A Civil War program, written by the late Nancy Ashkar in conjunction with the Wayland Historical Society, was used for many years by fifth graders in the local school system. It has been adapted by Bobby
Robinson of the Massachusetts Study Project as a model for use by other schools planning a study of the Civil War from the perspective of their own community.
Click here to learn more about the program.
In October, twelve girls from Wayland third, fourth and fifth grades took part in an after-school
program, “Antique Dolls and the Stories They Tell.” Our toy collection provided a different doll from a different era for each session. In each, the girls learned about a local and a national history issue from 1775, 1850, 1880 or 1900. For each session, activities, crafts and even snacks were tailored to the time period of the day!

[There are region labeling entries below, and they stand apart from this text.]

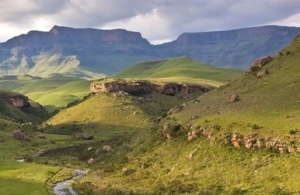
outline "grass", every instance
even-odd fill
[[[224,129],[248,132],[246,124],[257,124],[259,132],[272,136],[285,136],[290,129],[299,128],[299,44],[293,42],[262,69],[269,74],[261,79],[250,72],[236,81],[220,87],[190,103],[182,113],[173,117],[187,121],[191,116],[204,121],[219,123]],[[229,103],[229,97],[239,94],[241,100]],[[201,109],[200,109],[201,108]],[[236,124],[236,125],[232,125]]]
[[[114,78],[137,78],[220,86],[237,78],[240,70],[216,68],[187,57],[141,62],[113,75]]]
[[[299,55],[298,38],[262,68],[269,72],[265,77],[258,79],[252,71],[205,95],[191,94],[187,100],[192,101],[157,93],[91,95],[33,132],[45,133],[46,140],[12,140],[7,129],[14,127],[7,123],[0,132],[7,140],[0,143],[3,189],[19,173],[21,187],[43,194],[45,182],[70,176],[69,170],[59,169],[64,166],[90,170],[73,184],[80,194],[299,194],[299,153],[234,148],[224,140],[228,133],[241,133],[300,144]],[[240,100],[229,102],[234,94]],[[180,111],[167,114],[174,106]],[[184,128],[166,139],[161,135],[166,123]],[[188,141],[188,132],[200,126],[212,138]],[[94,139],[76,140],[70,136],[74,133]],[[112,150],[103,150],[107,145]],[[36,164],[22,167],[14,162],[39,149],[55,148],[57,152],[36,159]],[[88,165],[90,158],[94,164]],[[32,179],[31,171],[39,166],[40,175]]]
[[[59,75],[48,78],[23,75],[4,77],[0,88],[22,93],[51,112],[88,95],[90,82]]]

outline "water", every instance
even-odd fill
[[[64,180],[53,186],[53,192],[55,195],[78,195],[77,192],[71,187],[70,183],[79,179],[83,175],[87,174],[87,171],[81,169],[74,169],[75,176],[71,179]]]

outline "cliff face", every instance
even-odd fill
[[[148,81],[111,81],[111,82],[93,82],[90,85],[90,93],[113,93],[124,91],[129,94],[147,94],[151,92],[158,92],[163,95],[174,96],[177,94],[189,94],[196,91],[208,92],[209,87],[200,85],[187,85],[178,83],[163,83],[153,84]]]
[[[253,60],[273,56],[299,33],[298,27],[283,26],[183,33],[175,41],[161,47],[168,49],[168,55],[187,55],[211,65],[246,70]]]
[[[251,62],[286,46],[300,28],[262,26],[183,33],[175,41],[151,45],[140,33],[54,26],[0,43],[0,74],[99,77],[149,60],[187,56],[203,63],[246,70]]]
[[[0,91],[0,118],[17,122],[42,122],[48,117],[46,109],[30,101],[27,96],[13,92]]]

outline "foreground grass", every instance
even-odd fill
[[[51,186],[47,179],[59,170],[59,167],[35,163],[1,163],[0,194],[49,194]]]
[[[188,142],[183,135],[164,140],[154,131],[142,135],[130,152],[124,152],[129,146],[124,143],[98,156],[77,188],[94,186],[92,194],[299,193],[298,154],[235,149],[202,138]]]

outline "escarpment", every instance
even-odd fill
[[[0,94],[0,99],[17,108],[26,108],[30,106],[28,97],[24,95]]]
[[[155,84],[149,81],[96,81],[90,85],[90,93],[114,93],[124,91],[132,95],[147,94],[157,92],[163,95],[174,96],[176,94],[189,94],[196,91],[206,93],[212,87],[201,85],[179,84],[179,83],[160,83]]]

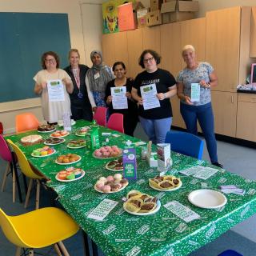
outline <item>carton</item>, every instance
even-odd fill
[[[162,24],[162,14],[160,10],[150,11],[146,14],[146,26],[156,26]]]
[[[194,12],[198,11],[198,1],[169,1],[161,7],[162,23],[185,21],[194,18]]]
[[[159,143],[158,146],[158,170],[160,174],[165,174],[172,165],[170,158],[170,144]]]

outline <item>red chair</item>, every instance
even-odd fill
[[[112,114],[107,122],[107,127],[123,134],[125,130],[123,128],[122,114],[119,114],[119,113]]]
[[[106,112],[107,107],[98,106],[96,112],[94,115],[94,120],[96,120],[97,123],[100,126],[106,126]]]

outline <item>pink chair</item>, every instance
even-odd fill
[[[107,122],[107,127],[123,134],[125,130],[123,128],[122,114],[119,114],[119,113],[112,114]]]
[[[94,120],[96,120],[97,123],[100,126],[106,126],[106,112],[107,107],[98,106],[96,112],[94,115]]]
[[[15,176],[15,172],[14,171],[11,152],[10,151],[8,145],[6,142],[2,134],[0,134],[0,157],[4,161],[7,162],[6,171],[2,177],[1,190],[2,192],[3,192],[5,189],[6,183],[6,178],[9,174],[9,170],[10,170],[13,175],[13,202],[15,202],[16,176]]]

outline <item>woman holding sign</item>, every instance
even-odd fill
[[[176,95],[176,81],[167,70],[159,69],[161,57],[153,50],[145,50],[139,65],[145,71],[134,80],[131,94],[139,104],[138,118],[153,143],[163,143],[172,121],[170,98]]]
[[[34,92],[41,95],[42,115],[49,123],[62,119],[63,113],[71,115],[69,94],[74,87],[70,77],[59,68],[59,58],[53,51],[48,51],[41,58],[42,70],[33,79]]]
[[[138,122],[137,104],[131,98],[134,81],[126,78],[126,68],[123,62],[115,62],[112,70],[116,78],[106,85],[105,96],[109,113],[122,114],[125,134],[134,136]]]
[[[197,61],[193,46],[185,46],[182,54],[186,67],[179,72],[177,86],[178,97],[181,100],[181,114],[186,130],[196,135],[198,120],[212,164],[222,167],[218,162],[214,120],[210,102],[210,88],[217,86],[217,76],[209,63]]]

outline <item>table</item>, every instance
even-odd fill
[[[78,127],[90,125],[86,121],[78,121],[74,126],[72,134],[66,140],[78,138],[74,132]],[[139,140],[118,132],[100,126],[98,128],[100,141],[105,140],[102,132],[110,132],[110,145],[123,147],[126,140],[133,142]],[[209,163],[187,156],[172,152],[173,167],[170,173],[180,177],[182,186],[179,190],[171,192],[162,192],[151,189],[148,178],[158,174],[155,169],[150,168],[145,161],[140,159],[140,147],[138,151],[138,179],[130,181],[123,190],[115,194],[100,194],[94,190],[94,186],[99,177],[111,175],[114,172],[105,169],[109,160],[96,159],[92,151],[85,148],[70,150],[66,144],[54,146],[57,153],[44,158],[33,158],[30,154],[41,145],[23,146],[19,142],[22,137],[37,134],[37,131],[6,137],[13,140],[28,158],[30,162],[51,181],[47,183],[58,194],[59,200],[66,211],[74,218],[84,231],[101,247],[106,255],[187,255],[196,249],[213,241],[232,226],[242,222],[256,213],[256,182],[245,179],[238,175],[222,169],[206,181],[190,176],[181,175],[181,170],[200,165],[207,166]],[[121,134],[115,138],[112,134]],[[43,137],[49,134],[43,134]],[[86,170],[85,176],[73,182],[59,182],[54,178],[56,174],[63,170],[63,166],[54,163],[57,155],[74,152],[82,156],[82,161],[74,166]],[[219,190],[220,185],[235,185],[246,190],[246,194],[238,195],[226,194],[227,204],[217,210],[206,210],[194,206],[187,199],[192,190],[208,187]],[[131,190],[138,190],[160,199],[160,210],[153,215],[134,216],[122,208],[122,198]],[[87,218],[103,199],[111,199],[118,203],[104,218],[95,221]],[[171,201],[178,201],[201,216],[199,219],[186,222],[172,214],[162,206]],[[65,223],[63,223],[65,225]]]

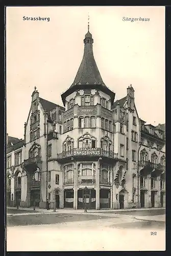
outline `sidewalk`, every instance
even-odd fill
[[[165,222],[165,215],[155,215],[152,216],[139,216],[135,217],[136,220],[146,221],[157,221]]]
[[[11,209],[16,210],[16,207],[7,207],[7,209]],[[133,208],[133,209],[100,209],[100,210],[95,210],[95,209],[87,209],[87,213],[95,213],[95,212],[119,212],[119,211],[139,211],[139,210],[158,210],[160,209],[165,209],[165,207],[162,208]],[[19,211],[20,210],[26,211],[25,213],[20,214]],[[50,214],[50,213],[55,213],[57,212],[58,214],[83,214],[84,213],[84,209],[80,209],[78,210],[75,210],[74,209],[56,209],[56,211],[54,211],[53,209],[50,209],[49,210],[47,210],[46,209],[42,209],[40,208],[36,208],[35,212],[29,212],[27,213],[27,211],[33,210],[33,209],[32,207],[30,208],[25,208],[25,207],[19,207],[18,214],[14,214],[15,215],[20,214],[20,215],[32,215],[32,214],[40,214],[41,213],[44,214]],[[13,215],[13,214],[7,214],[7,216],[11,216]]]

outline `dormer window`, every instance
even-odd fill
[[[133,116],[133,125],[136,126],[136,117]]]
[[[94,105],[94,97],[89,95],[85,95],[81,97],[82,106],[93,106]]]

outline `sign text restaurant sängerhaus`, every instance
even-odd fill
[[[74,148],[74,156],[99,156],[101,149],[100,148]]]

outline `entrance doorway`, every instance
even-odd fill
[[[140,208],[145,207],[145,194],[143,191],[140,191]]]
[[[11,191],[8,191],[7,192],[7,206],[10,206],[10,202],[11,202]]]
[[[17,205],[17,202],[19,202],[19,200],[21,200],[21,190],[17,190],[15,192],[15,205]]]
[[[100,208],[110,208],[110,190],[109,189],[101,189],[100,190]]]
[[[74,207],[74,190],[64,190],[64,208]]]
[[[119,195],[119,209],[124,208],[124,195]]]
[[[40,189],[31,190],[31,206],[39,207]]]
[[[154,191],[151,191],[151,202],[152,204],[152,207],[155,207],[155,193]]]
[[[84,195],[84,189],[78,190],[78,208],[83,209],[85,203],[87,209],[95,209],[95,190],[90,189],[87,190],[86,197]]]
[[[56,208],[59,208],[59,196],[58,195],[58,192],[56,191],[55,191],[55,205],[56,205]]]

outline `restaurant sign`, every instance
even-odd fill
[[[74,148],[74,156],[99,156],[100,153],[100,148]]]

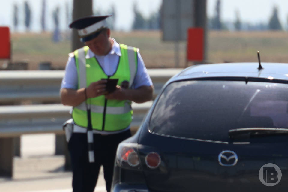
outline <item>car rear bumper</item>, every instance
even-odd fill
[[[111,192],[149,192],[144,185],[117,184],[112,187]]]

In November three third grades from Happy HollowSchool came to the Grout-Heard House. Over two days of visits, the children rotated in small groups through a mapping lesson with Jane Sciacca, a Native American
artifacts session with Marney Ives and Kathy Heckscher and a Colonial Life session with Joanne Davis.
In March, the Grout-Heard House was the scene of the four-session "Living in Long Ago Days" program for first and second graders. Whenever our ten youngsters put on their mobcaps they could
pretend they were living in Early American times, working on their tape looms, stringing apples for drying, learning their letters at dame school and using their very best manners to eat an Early American meal. They
loved playing Colonial games!
In May, two third grade classes from Claypit Hill came to the Grout-Heard House for a program about Wayland’s role on April 19th, 1775.
Kathy Heckscher and Marney Ives are co-chairs of Education.